Vonis MA itu menguatkan putusan Pengadilan Tindak Pidana Korupsi (Tipikor) pada Pengadilan Negeri (PN) Palangka Raya yang menyatakan Willem tidak terbukti melaksanakan tindak pidana korupsi sebagaimana dakwaan primair dan subsidair jaksa penuntut biasa .
Dengan putusan MA itu, maka kasus Willem telah berkekuatan aturan tetap sehingga mesti secepatnya dibebaskan.
“Menolak permintaan kasasi dari pemohon kasasi/penuntut biasa pada Kejaksaan Negeri Lamandau tersebut,” demikian bunyi amar putusan dikutip dari laman resmi MA, Jumat (13/1).
Perkara nomor: 7164 K/Pid.Sus/2022 ini diadili oleh ketua majelis hakim Sri Murwahyuni dengan anggota masing-masing Jupriyadi dan Ansori. Putusan dijatuhkan pada Selasa, 27 Desember 2022.
“Membebankan ongkos masalah pada seluruh tingkat peradilan dan pada tingkat kasasi terhadap negara,” kata hakim MA dalam putusannya.
MA menganggap argumentasi kasasi penuntut lazim tidak dapat dibenarkan alasannya putusan judex facti tidak salah dan sudah menerapkan peraturan aturan sebagaimana mestinya serta cara mengadili telah dikerjakan berdasarkan ketentuan Undang-undang.
Menurut MA, putusan judex facti juga sudah mempertimbangkan fakta aturan yang berkaitan secara yuridis dengan tepat dan benar sesuai fakta hukum yang terungkap di paras sidang yaitu pekerjaan pengerjaan jalan sepanjang ±1.300 M di Desa Kinipan yang dijalankan oleh CV Bukit Pendulungan pada tahun 2017 di mana Willem belum menjabat sebagai Kepala Desa Kinipan dan masih warga umumyang tinggal di Nanga Bulik.
“Bahwa ketika terdakwa [Willem Hengki] masuk kantor selaku Kepala Desa di bulan November 2020, ada ajakan pembayaran sebesar Rp400.000.000,00 atas pekerjaan pengerjaan jalan sepanjang±1.300 Myang dilakukan CV Bukit Pendulungan sebelumnya,” tutur hakim dalam pertimbangannya.
Atas seruan pembayaran tersebut, Willem menyelenggarakan konferensi dengan warga yang mengenali pembangunan jalan tersebut dan menghadap camat serta berkonsultasi ke dinas PMD dan Inspektorat Kabupaten Lamandau.
Hasil pertemuan dengan pejabat terkait tersebut, Willem sebagaiKepala Desa Kinipan melakukan pembayaran sebesar Rp350.000.000,00 sesuai hasil penghitungan ulang oleh Konsultan Perencana (CV Listra Arcdimensi) yang ditunjuk Willem dan bukan pembangunan fiktif sesuai hasil peninjauan ke lapangan serta telah dilakukan penghitungan ulang oleh Dinas PUPR Kabupaten Lamandau.
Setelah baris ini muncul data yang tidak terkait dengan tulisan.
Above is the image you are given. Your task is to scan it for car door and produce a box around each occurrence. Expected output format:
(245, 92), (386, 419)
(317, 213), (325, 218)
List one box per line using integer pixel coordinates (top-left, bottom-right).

“Bahwa perbuatan terdakwa tidak memakai aplikasi Sistem Keuangan Desa (Siskeudes) karena aplikasi tersebut tidak mengenal nomenklatur mengeluarkan uang utang sehingga digunakan prosedur pengadaan barang/jasa. Hal tersebut bukan ialah tindakan melawan hukum atau penyalahgunaan wewenang,” tutur hakim.
“Dengan demikian, terdakwa tidak terbukti melakukan tindak pidana korupsi sebagaimana dalam dakwaan primair dan subsidair,” tutur hakim.
Vonis ini sesuai dengan putusan pengadilan tingkat pertama yang turut meminta jaksa memulihkan hak-hak Willem dalam kesanggupan, kedudukan, harkat dan martabat.
Vonis tersebut berbeda dengan tuntutan jaksa yang meminta agar Willem dieksekusi dengan pidana satu tahun enam bulan penjara dan denda Rp50 juta.
Jaksa menganggap Willem sudah merugikan keuangan negara sebesar Rp261.356.798,57 atas pengelolaan keuangan desa yang dilakukan tidak secara transparan, akuntabel dan partisipatif.
Willem disebut secara sengaja menganggarkan pekerjaan yang telah nyata telah dijalankan pada 2017 dan membayarkan pekerjaan itu tanpa disertai dokumen penunjang yang diharapkan untuk pencairan anggaran.
Kerugian negara itu berdasarkan perkiraan Badan Pengawasan Keuangan dan Pembangunan (BPKP) yang diterbitkan pada 19 Mei 2021. Namun, dakwaan jaksa penuntut biasa itu tak dikabulkan majelis hakim.